On 21st May, NCLA were delighted to welcome the poets Deryn Rees-Jones and Julia Copus, whose most recent collections graced last year’s T.S. Eliot Prize shortlist. Their highly anticipated reading affirmed to the audience – if we needed reminding – just what poetry can do. Previous collections by Deryn Rees-Jones have been shortlisted for the Forward Prize, won a Cholmondeley Award and received a Poetry Book Society Special Commendation. A respected critic and editor, she is also Professor of Poetry at the University of Liverpool.

Rees-Jones read from Burying the Wren, a collection that explores renewal and loss. Many of the poems can be read as elegies to her late husband, the poet and critic Michael Murphy, who died in 2009. They also examine how loss forces us re-evaluate the self to find its new place in a fractured world. The poems are also full of sensual delights: of food and the body in Truffles, which are,

                                    ‘More pungent then, than mountain goats
                                    whose cheese we daub on rounds of bread,
                                    the amoretti which we dip in wine
                                    and where lovers ‘root out treasures’ for themselves.'
 
As we discovered, Rees-Jones is unafraid to challenge her audience. The remarkable – and at times unnerving – Dogwoman re-imagines the self in canine disguise. The sequence is based on the Dogwoman paintings of Paula Rego, where bestial, snarling women bay after an absent man. But the Dogwoman in these poems is not reduced to canine submission, but rather affirms her animal response to loss. She insists on the raw physicality of grief through driving insistence and repetition:
 
                                    ‘Dog tricks and the memory of dogs, dogs dreaming
                                    and not in colour. Dog fetching, dog on a leash,
 
                                    dog watching, dog weeps. Dog fond, dog mother
                                    Dog sniff. Dog holler. God of dogs, dog love.
 
                                    Dog sent to bed in deep disgrace. Dog shock, piss, squalor.

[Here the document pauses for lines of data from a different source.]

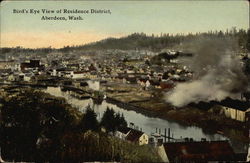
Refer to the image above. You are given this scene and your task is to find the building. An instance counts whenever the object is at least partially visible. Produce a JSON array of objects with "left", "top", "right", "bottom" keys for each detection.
[
  {"left": 115, "top": 127, "right": 148, "bottom": 145},
  {"left": 210, "top": 98, "right": 250, "bottom": 122},
  {"left": 125, "top": 129, "right": 148, "bottom": 145},
  {"left": 163, "top": 141, "right": 235, "bottom": 163}
]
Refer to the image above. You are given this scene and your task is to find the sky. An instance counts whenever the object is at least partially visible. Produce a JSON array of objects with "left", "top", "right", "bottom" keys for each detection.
[{"left": 0, "top": 0, "right": 249, "bottom": 48}]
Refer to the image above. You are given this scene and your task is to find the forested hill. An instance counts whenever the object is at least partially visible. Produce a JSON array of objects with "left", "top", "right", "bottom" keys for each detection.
[
  {"left": 61, "top": 28, "right": 250, "bottom": 51},
  {"left": 0, "top": 28, "right": 250, "bottom": 54}
]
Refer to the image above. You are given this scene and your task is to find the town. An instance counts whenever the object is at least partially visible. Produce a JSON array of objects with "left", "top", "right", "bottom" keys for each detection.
[{"left": 0, "top": 31, "right": 250, "bottom": 162}]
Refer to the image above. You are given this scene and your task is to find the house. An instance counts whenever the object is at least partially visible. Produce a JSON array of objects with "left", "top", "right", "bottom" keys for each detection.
[
  {"left": 220, "top": 98, "right": 250, "bottom": 122},
  {"left": 125, "top": 129, "right": 148, "bottom": 145},
  {"left": 210, "top": 98, "right": 250, "bottom": 122},
  {"left": 163, "top": 141, "right": 235, "bottom": 163},
  {"left": 115, "top": 127, "right": 131, "bottom": 140},
  {"left": 115, "top": 127, "right": 148, "bottom": 145}
]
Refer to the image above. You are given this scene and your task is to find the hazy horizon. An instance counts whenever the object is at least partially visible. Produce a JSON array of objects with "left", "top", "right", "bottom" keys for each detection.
[{"left": 0, "top": 0, "right": 249, "bottom": 48}]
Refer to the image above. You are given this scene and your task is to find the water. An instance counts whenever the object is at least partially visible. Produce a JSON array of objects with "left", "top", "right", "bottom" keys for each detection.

                                    And joy, dearest, tail wag. Dog rhythm, dog riff,
 
                                    dog's domain and death's dominion.
                                    The body's frame's not enough for itself,
                                    these pale fires of horror.’

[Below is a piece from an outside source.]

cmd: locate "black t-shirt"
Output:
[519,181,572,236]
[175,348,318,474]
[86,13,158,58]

            There were also poems that delighted in love’s mystery, as in A Chinese Lacquered Egg where:
 
                                    ‘Something is beginning. We feel it in the raw edges
                                    of our dreams, our bodies hostage to light, to weather…’
 
                                    ‘…Between breath and silence it is showing itself.

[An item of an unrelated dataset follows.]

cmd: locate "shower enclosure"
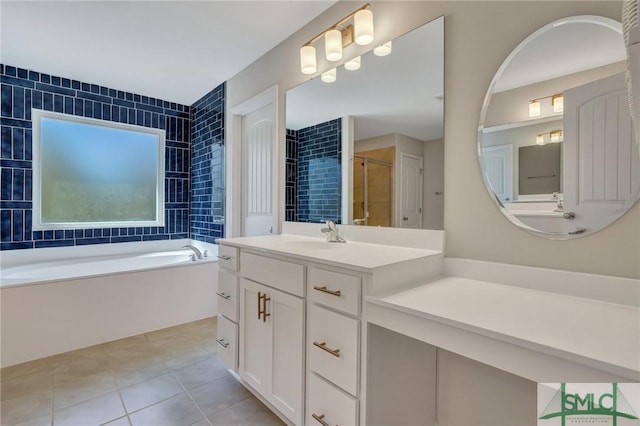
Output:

                                    In these shortened nights it is not unlike rapture,
                                    an unworded prayer its indelible hum.’
 
            She finished her reading with a coda from the title poem, Burying the Wren. It is a call to life beyond grief,
 
                                    ‘… sending you in the longboat of your body
                                    where worlds and words collide, was not
 
                                    the end of love. Yet love
                                    you’ve been with me enough,
 
                                    so I must let you be, remove myself from the
                                    cool earth…’
 
There could be few in the audience who did not respond to Rees-Jones’ bravura reading – a testament the power of both the lyric poem and the spoken word.
 

 Julia Copus is a previous winner of both an Eric Gregory award and the Forward Prize.  The audience warmed to her arresting reading from The World’s Two Smallest Humans. These are poems that reflect the personal: the end of love, loss, childhood and memory, universal themes she develops with great skill and an individual vision. Many of the poems explore different possible outcomes at pivotal moments of our lives. She began with This is the Poem in which I Have Not Left You, which reconfigures the decision to end a love affair through a series of negative assertions, e.g. I do not turn…I dare not speak…we do not part. It takes the reader back to a point where choices must be made, yet the poem’s conclusion undercuts any suggestion of uncertainty or regret:
 
                                    ‘...Then further off, after the rain is done
                                    the voice of the redstart calling do it, do it!,
                                    calling from the smallest tree in the garden.’
 
Copus is sometimes credited with popularising the specula (mirror) form, where two halves of the poem function as a mirror image of each other. The differently punctuated lines in the second stanza of a poem become an exact reflection of the first. This extraordinary formal control allows her to imagine events simultaneously taking place in the both the past and present.  She uses the form masterfully in Raymond at 60, which concertinas both grief and childhood memory – linking both with the central character's obsession with London bus routes! Copus finished with a poem from Ghost, a sequence examining the distress of infertility and the difficulties of IVF treatment. Again, she explored possible outcomes in the final poem Pledge, a sea-sibilant lullaby addressed to a child ‘in the deeps of the future’:
 
                                    ‘…I give myself over, shell and shelter,
                                    child, my own. By and by with the push of the wash
                                    I’ll usher you in.’
 
Like Rees-Jones, Copus finished a fine reading on an optimistic note. It was a remarkable evening that will long be remembered by their appreciative NCLA audience.